Chasers storming the Louvre, hijacking a field trip of uniformed schoolchildren.
A man with a huge gut roping himself to one arm of the giant Christ statue in Rio de Janeiro.
The world was a very big place. We were finally getting to see all of it.
Just after nightfall we were down to the last channel.
Live footage showed Chasers wading into a grand fountain in Caracas, yanking children out from where they hid beneath the arcing water. The camera toppled over, giving a tilted view of the atrocities.
Then it went to static.
Alex clicked the dial frantically around and around, but there was nothing left to see. We had lost the outside world. Everything we knew had shrunk to within the four walls of the gym.
Alex sank to the floor and pressed her fists to her chin. The static kept on, a white-noise roar. Ben clomped up the bleachers and settled on the top bench, staring through the open windows at the darkness beyond.
Patrick moved to Alex, rested a hand on her head. “Alexandra,” he said.
She didn’t respond. He reached over and turned off the TV. The sudden silence felt even scarier than what we’d just seen.

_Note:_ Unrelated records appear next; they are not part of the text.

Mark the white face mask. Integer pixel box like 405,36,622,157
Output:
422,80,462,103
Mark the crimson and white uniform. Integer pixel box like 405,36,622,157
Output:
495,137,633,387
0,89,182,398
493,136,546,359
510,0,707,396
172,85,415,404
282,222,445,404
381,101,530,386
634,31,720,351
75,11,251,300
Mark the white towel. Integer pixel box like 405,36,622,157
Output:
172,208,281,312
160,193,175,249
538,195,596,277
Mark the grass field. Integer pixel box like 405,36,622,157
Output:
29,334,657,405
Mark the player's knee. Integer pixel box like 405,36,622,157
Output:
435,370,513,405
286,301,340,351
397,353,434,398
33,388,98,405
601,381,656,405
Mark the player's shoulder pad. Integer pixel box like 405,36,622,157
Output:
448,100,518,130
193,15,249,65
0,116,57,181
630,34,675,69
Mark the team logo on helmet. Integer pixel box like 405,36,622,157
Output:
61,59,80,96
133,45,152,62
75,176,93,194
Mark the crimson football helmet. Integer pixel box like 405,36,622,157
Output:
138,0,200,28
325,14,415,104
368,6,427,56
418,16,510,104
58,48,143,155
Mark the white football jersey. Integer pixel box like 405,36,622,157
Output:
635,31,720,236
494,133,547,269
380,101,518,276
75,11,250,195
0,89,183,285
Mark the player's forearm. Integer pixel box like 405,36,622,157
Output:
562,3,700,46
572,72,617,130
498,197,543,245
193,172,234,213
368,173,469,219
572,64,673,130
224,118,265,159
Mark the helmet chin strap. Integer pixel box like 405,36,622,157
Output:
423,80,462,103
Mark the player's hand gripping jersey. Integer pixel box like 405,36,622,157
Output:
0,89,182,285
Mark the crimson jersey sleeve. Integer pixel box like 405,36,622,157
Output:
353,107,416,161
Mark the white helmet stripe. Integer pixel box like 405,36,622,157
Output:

The only remaining sound was the whoosh of the Frisbee as the young kids tossed it around. JoJo’s throw went wide, drifting up to Ben. He caught it and said, “Enough.” Then he flung the Frisbee through the open window.
JoJo cried out and scampered up the bleachers. She rested her hands on the sill and watched, then crumpled to the top bench. “It went over the fence,” she said. A few wisps of hair that the scissors had missed fell down past her eyes. “You threw it over the fence.”